A basic question on determinant and rank of a matrix How to prove that if the determinant of a $n \times n$ matrix is zero then the rank is less than $n$. I can prove the converse. Only a hint is enough.
My definition of rank is the maximum number of linearly dependent columns.
 A: An instructive method is row elimination. If the determinant of $A$ is zero, then our reduced echelon form matrix $R$ must have determinant zero, so it must have a zero row. ($R$ must have determinant zero because $R = E_1\dotsb E_nAF_1^T\dotsb F_n^T$, where $E_i$ and $F_i$ are elementary matrices.)
The presence of a zero row shows that the rows are linearly dependent. Row elimination also shows that the row rank of a square matrix equals the column rank, so we're done.
Please correct me if I've made a mistake with this proof; I'm just learning this myself.
A: Supposing you know (only) that $\det(A\cdot B)=\det(A)\det(B)$, you might reason as follows.

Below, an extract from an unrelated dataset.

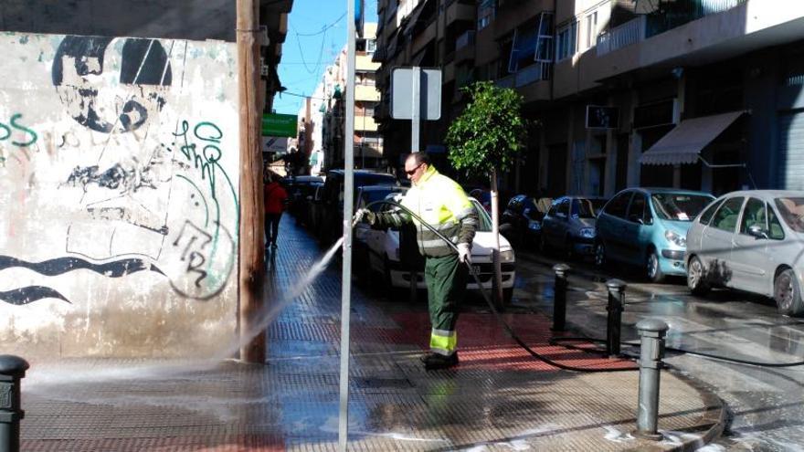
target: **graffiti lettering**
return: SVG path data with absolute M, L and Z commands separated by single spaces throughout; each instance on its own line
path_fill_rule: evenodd
M 8 121 L 8 125 L 0 122 L 0 142 L 11 139 L 11 144 L 14 144 L 15 146 L 19 146 L 21 148 L 30 146 L 31 144 L 37 142 L 37 140 L 39 139 L 39 136 L 37 134 L 36 131 L 33 131 L 33 129 L 20 124 L 17 121 L 20 119 L 22 119 L 22 113 L 16 113 L 11 115 L 11 119 Z M 25 133 L 27 140 L 23 142 L 15 141 L 11 136 L 13 133 L 12 129 L 16 129 L 17 131 Z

We show the contrapositive: assuming the rank of the matrix is$~n$, we shall show that the determinant cannot be$~0$.
The fact that $A$ has rank$~n$ implies that $A$ has an inverse matrix$~B$ (you seem to know this, although an earlier comment said you didn't). Then $A\cdot B=I$ so $1=\det(I)=\det(A\cdot B)=\det(A)\det(B)$, and $\det(A)\neq0$.
To see that rank$~n$ implies the existence of an inverse, first observe that the column space of$~A$ is all of $\Bbb R^n$, so in particular each standard basis vector $\mathbf e_j$ lies in the column space. Putting the coefficients that express $\mathbf e_j$ as linear combination of the columns of$~A$ into a column vector $\mathbf b_j$, this expression is given by the matrix equation $\mathbf e_j= A\cdot\mathbf b_j$. Now combine these columns $\mathbf b_j$ for $j=1,2,\ldots,n$ into a matrix $B$, for which one then has $I=A\cdot B$.
A: One geometrical intuition behind this is as follows:
The determinant gives the volume of the Parallelepiped formed by the matrix rows. If this volume is zero, this means that the rows are not linearly independent and therefore that the matrix rank is smaller than $n$.
For a proof, assume that the determinant is zero. Use Gaussian elimination to get a diagonal matrix. Now, the determinant is just the product of diagonal elements, so one of them must be zero, making the rank of the matrix less than $n$.